Желтый фонарь, желтые лица и черная земля.
Ночь.
На койке в купе женщина. Жена. Подле черные одежды.
— Поднялся Вершинин и пошел в канцелярию.
Толстому писарю объяснил:
— Запиши!..
Был пьян писарь и не понял:
— Чего?
Да и сам Вершинин не знал, что нужно записать. Постоял, подумал. Нужно что-то сделать, кому-то, как-то…
— Запиши…
И пьяный писарь, толстым, как он сам, почерком написал:
— Приказ. По постановлению…
— Не надо, — сказал Вершинин. — Не надо, парень.
Согласился писарь и уснул, положив толстую голову на тоненький столик.
Тщедушный солдатик в голубых обмотках рассказывал:
— Земли я прошел много и народу всякого видел много…
У Знобова золотые усы и глаза золотые, жадные и ласковые. Говорят:
— Откуда ты?
Повел веселый рассказ солдатик, и не верили ему, и он сам не верил, но было всем хорошо.
Пулеметные ленты на полу. Патроны — как зерна, и на пулеметах сушатся партизанские штаны. На дулах засохшая кровь, похожая на истлевший бордовый шелк.
— А то раз по туркестанским землям персидский шах путешествовал, и встречается ему английская королева…
XXX
Город встретил их спокойно.
Еще на разъезде сторож говорил испуганно:
— Никаких восстаний не слышно. А мобыть, и есть… Наше дело железнодорожное. Жалованье маленькое, ну и…
Борода у него была седоватая.
На вокзале испуганно метались в комендантской офицеры, срывая погоны. У перрона радостно кричали с грузовиков шоферы. Из депо шли рабочие.
Около Вершинина стоял Пеклеванов:
— Нам придется начинать, Никита Егорыч.
Из вагонов выскакивали с пулеметами, с винтовками партизаны. Были они почти все без шапок и с пьяными, узкими глазами.
— Нича нету!..
— Ставь пулемету…
— Машину давай!
Подходили грузовики. В комендантской звенели стекла и револьверные выстрелы. Какие-то бледные барышни ставили в буфете первого класса разорванное красное знамя.
Рабочие кричали «ура». Знобов что-то неразборчиво кричал. Пеклеванов сидел в грузовике и неясно сквозь очки улыбался.
На телеге привезли убитых.
Какая-то старуха в розовом платье плакала. Провели арестованного попа. Поп что-то весело рассказывал, конвойные хохотали.
На кучу шпал вскочил бритоусый американец и щелкнул подряд несколько раз «кодаком».
В штабе генерала Спасского ничего не знали.
Пышноволосые девушки стучали на машинках.
Офицеры с желтыми лампасами бегали по лестницам и по звонким, как скрипка, коридорам. В прихожей пела в клетке канарейка, и на деревянном диване спал дневальный.

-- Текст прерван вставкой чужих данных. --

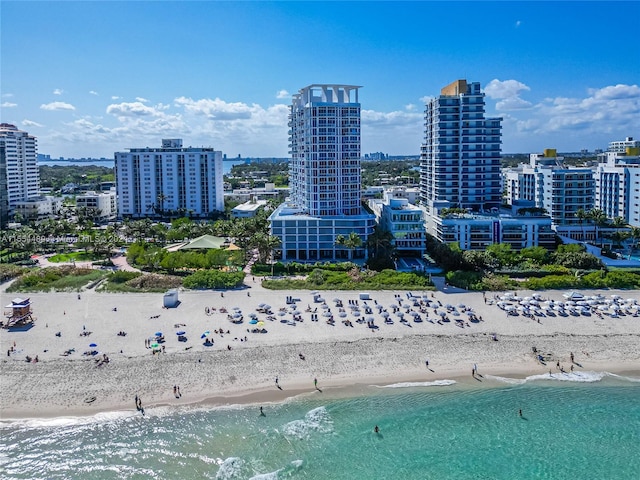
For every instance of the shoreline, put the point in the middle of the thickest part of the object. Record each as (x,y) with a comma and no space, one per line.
(232,371)
(339,386)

Сразу из-за угла выскочили грузовики. Глухо ухнула толпа, кидаясь в ворота. Зазвенели трамваи, загудели гудки автомобилей, и по лестницам кверху побежали партизаны.

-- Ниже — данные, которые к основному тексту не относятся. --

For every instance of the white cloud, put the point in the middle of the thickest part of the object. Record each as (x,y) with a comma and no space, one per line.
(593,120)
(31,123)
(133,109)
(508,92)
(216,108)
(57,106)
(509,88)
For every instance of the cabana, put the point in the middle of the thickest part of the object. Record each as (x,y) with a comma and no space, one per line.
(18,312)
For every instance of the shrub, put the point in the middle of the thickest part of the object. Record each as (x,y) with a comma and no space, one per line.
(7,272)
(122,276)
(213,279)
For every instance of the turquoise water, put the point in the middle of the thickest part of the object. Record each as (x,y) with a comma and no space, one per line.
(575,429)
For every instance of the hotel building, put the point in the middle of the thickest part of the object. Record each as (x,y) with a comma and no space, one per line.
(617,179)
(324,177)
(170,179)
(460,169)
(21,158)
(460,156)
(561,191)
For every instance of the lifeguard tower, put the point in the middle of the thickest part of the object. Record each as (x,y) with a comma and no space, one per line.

На полу опять бумаги, машинки испорченные, может быть убитые люди.
По лестнице провели седенького, с розовыми ушками, генерала. Убили его на последней ступеньке и оттащили к дивану, где дремал дневальный.
Бежал по лестнице партизан, поддерживая рукой живот. Лицо у него было серое, и, не пробежав половины лестницы, он закричал пронзительно и вдруг сморщился.
Завизжала женщина.
Канарейка в клетке все раскатисто насвистывала.

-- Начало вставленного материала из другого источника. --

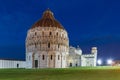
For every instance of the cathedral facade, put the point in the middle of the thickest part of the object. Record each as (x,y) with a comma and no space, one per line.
(47,43)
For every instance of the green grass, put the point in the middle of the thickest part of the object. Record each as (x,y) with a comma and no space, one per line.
(80,73)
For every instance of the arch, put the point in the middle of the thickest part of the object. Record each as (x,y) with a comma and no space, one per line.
(35,33)
(42,33)
(48,45)
(57,33)
(43,57)
(51,57)
(58,57)
(50,33)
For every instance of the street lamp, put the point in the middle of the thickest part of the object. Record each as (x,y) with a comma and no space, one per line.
(109,61)
(99,62)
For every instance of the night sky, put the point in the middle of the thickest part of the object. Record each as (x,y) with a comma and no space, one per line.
(88,22)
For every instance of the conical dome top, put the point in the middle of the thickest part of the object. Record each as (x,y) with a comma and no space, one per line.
(47,20)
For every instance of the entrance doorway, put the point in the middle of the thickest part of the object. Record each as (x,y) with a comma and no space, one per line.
(36,63)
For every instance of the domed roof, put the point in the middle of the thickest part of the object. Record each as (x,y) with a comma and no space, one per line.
(47,20)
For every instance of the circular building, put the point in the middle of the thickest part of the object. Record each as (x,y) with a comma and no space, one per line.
(47,43)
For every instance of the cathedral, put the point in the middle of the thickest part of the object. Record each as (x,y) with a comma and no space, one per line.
(47,43)
(47,46)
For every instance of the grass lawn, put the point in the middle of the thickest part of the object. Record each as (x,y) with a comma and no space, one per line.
(80,73)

Провели толпу офицеров в подвал. Ни один из них не заметил лежащего у лестницы трупа генерала. Солдатик в голубых обмотках и бутсах подумал сентиментально, что хорошо б красной подкладкой шинели прикрыть труп героя.
Но герои закопаны в гаолянах…
Солдатик в голубых обмотках стоял на часах у входа в подвал, где были заперты арестованные офицеры.
В руках у него была английская бомба, — было приказано: «В случае чего крой туда бомбу, черт с ними». В дверях подвала синело четырехугольное окошечко и ниже угловатая, покрытая черным волосом челюсть с моргающим мокрым глазом. За дверью часто, неразборчиво бормотали, словно молились…
Солдатик устало думал:
«А ведь когда бомбу бросить — отскочит от окна или не отскочит?»
Не звенели трамваи. Не звенела на панели толпа. Желтая и густая, как дыхание тайфуна, томила город жара. И, как камни сопок, неподвижно и хмуро стояли вокруг бухты дома.
А в бухте, легко и свободно покачиваясь на зеленовато-синей воде, молчал японский миноносец.
В прихожей штаба тонко и разливчато пела канарейка, и где-то, как всегда, плакали.